Ubuntu: How can I change my own user ID?



Question:

There is only one user on my system. How can I change its user ID from the default of 1000?

If there are additional steps that would be required in order to avoid breaking the login process on a typical desktop installation, those should be included as part of the answer.


Solution:1

The problem is that, like you mentioned, you cannot change your user's UID when it is logged in a session. You have to use another user account to proceed.

But you don't have to create a new user account, promote it to admin, log out, log in to the new admin account, change your primary account's UID, log out, log in to your primary account then delete the new admin user just change your UID. ;)

You can boot into recovery mode (it's an option that appears when you start up your computer, or hold shift right after the BIOS messages complete; Use ESC on Dell machines running OEM-Ubuntu). This will log you in a root session. Being logged in root and not your usual user account, you will be able to modify your UID.

Because the recovery mode only works in command line interface, once logged into a root session, you will have to:

  1. Use BubbaJ's instructions to remount the root file system in read-write mode: mount -o remount,rw /.

  2. Use Luis Alvarado's command: usermod -u NEW_UID your_username.

  3. Follow ddeimeke's instructions to update file permissions.
  4. Then, reboot your computer (reboot), so you can boot in normal mode.


Solution:2

You can change it in /etc/passwd, /etc/group and /etc/shadow or you use one of the preferred possibilties above. But - most important - you have to change the ownership of all files belonging to the user.

For instance, if the old user id is 1000 and the new one is 5000:

find / -uid 1000 -exec chown -h 5000 {} +  

And the same for the group id (if you change it as well).

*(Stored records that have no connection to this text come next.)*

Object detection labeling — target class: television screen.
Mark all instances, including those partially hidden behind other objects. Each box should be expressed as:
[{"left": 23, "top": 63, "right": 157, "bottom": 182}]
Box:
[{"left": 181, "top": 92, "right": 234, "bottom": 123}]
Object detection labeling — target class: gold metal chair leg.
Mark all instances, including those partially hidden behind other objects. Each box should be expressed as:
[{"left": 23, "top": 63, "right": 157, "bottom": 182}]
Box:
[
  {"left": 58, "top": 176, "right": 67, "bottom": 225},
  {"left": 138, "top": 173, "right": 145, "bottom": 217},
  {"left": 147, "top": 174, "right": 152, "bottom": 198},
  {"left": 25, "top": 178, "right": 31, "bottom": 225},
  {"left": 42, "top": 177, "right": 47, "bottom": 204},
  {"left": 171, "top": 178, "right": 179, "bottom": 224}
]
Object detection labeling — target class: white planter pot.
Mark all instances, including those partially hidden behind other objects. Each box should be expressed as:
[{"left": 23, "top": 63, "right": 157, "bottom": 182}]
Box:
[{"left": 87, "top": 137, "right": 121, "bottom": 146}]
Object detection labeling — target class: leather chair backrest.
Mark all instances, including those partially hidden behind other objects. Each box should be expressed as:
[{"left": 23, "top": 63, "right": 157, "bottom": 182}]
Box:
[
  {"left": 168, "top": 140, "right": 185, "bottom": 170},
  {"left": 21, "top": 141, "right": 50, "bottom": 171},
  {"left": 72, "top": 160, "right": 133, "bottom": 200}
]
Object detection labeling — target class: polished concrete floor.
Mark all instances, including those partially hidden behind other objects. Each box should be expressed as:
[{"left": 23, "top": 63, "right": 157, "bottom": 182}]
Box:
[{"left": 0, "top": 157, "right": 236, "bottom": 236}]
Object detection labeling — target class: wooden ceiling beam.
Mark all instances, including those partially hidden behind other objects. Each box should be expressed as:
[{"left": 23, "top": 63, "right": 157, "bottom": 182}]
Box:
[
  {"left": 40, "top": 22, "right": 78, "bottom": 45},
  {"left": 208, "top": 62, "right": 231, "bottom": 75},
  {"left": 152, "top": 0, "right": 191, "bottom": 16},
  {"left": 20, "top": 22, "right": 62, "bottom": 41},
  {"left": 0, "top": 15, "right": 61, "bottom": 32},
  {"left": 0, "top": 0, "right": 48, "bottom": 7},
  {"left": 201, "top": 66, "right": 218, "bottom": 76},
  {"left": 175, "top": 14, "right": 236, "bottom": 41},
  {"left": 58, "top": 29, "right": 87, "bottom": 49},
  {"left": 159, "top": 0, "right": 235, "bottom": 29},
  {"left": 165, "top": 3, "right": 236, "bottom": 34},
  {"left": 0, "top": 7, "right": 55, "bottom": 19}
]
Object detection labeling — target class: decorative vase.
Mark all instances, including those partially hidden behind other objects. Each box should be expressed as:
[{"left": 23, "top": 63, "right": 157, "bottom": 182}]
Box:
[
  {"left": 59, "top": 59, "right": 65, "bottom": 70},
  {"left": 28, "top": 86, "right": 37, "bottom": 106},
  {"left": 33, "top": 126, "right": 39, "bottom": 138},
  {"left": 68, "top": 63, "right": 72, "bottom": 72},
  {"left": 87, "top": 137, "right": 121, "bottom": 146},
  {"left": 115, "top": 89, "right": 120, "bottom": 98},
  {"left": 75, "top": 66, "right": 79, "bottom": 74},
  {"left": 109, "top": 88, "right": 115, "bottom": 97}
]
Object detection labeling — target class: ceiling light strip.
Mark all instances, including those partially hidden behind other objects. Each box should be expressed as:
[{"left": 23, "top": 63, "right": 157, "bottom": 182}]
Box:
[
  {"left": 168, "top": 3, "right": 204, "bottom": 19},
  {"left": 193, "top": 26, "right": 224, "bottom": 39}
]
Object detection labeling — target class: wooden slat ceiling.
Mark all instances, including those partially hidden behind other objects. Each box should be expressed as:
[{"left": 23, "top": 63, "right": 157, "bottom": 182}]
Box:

find / -gid 1000 -exec chgrp -h 5000 {} +  


Solution:3

Complete solution based on @AlexandreP. and @ddeimeke + official documentation. No reboot necessary.

The Debian/Ubuntu policy is that if there is a user jim with user ID 1001, there is also a group jim with group ID 1001. This solution also updates those group IDs.

  1. Enable the root account:

    sudo passwd root  
  2. If the user is logged in, then log out (also on virtual terminals)
  3. Go to VT1: Ctrl-Alt-F1
  4. Log in as root and run this with the user name and old/new UID supplied:

    # put the information we need in variables  username=...  old_uid=`id -u $username`  # looks up current (old) uid  new_uid=...    # update the user ID and group ID for $username  usermod -u $new_uid $username  groupmod -g $new_uid $username    # update the file ownerships  # NB: you cannot combine the next two chowns, or files where   # only the uid xor the gid matches won't be updated    chown -Rhc --from=$old_uid $new_uid /    # change the user IDs  chown -Rhc --from=:$old_uid :$new_uid /  # change the group IDs  
  5. Log out
  6. Log in as $username
  7. Disable the root account:

    sudo passwd -dl root  


Solution:4

If you go to console and type: usermod --help you will get one of the parameters saying:

-u, --uid UID new UID for the user account

so if you want to change the UID for user cyrex then do:

usermod -u 1000 cyrex

that would change the uid for cyrex from whatever value it had before to 1000

If you want to do it visually then do this:

Go to

SYSTEM --> ADMINISTRATION --> USERS AND GROUPS

Select yourself from the list and click on ADVANCED SETTINGS

UID is at the end of that window.


Solution:5

  • Goto System>>Administration>>Users and Groups

alt text

  • Click Advanced Settings and goto Advanced Tab there in the bottom you will see your user id.
  • Change it and click ok.
    alt text


Solution:6

With KDE: In the Change Advanced User Settings Menu:

Changing from another user does not work for 1000 which is the default user.

you have to do that manually - my experience


Solution:7

First you need to login as root, at least for a while, so let us make this possible:

sudo passwd root  

Reboot, ctrl + alt + f1 to switch to the console, login as root, do the following (ownership in home dir will be taken care of automatically):

groupmod --gid NEWGID username  usermod  --uid NEWUID username   

For your files in places other than your home dir, to this:

sudo chown -R username:username /path/to/files  

Delete and lock the passwd of root, if you want. (I tend to keep it):

passwd -dl root  


Solution:8

I followed ddeimeke's instructions with the following changes:

  1. I did not logout and instead did sudo su
  2. I did not touch /etc/shadow

I have seen it mentioned in the other answers that you should either boot to recovery or login as root. Mine was a fresh Ubuntu 14 install so I was willing to test whether it would work without logging in as root. Also I was doing this on an EC2 instance over SSH.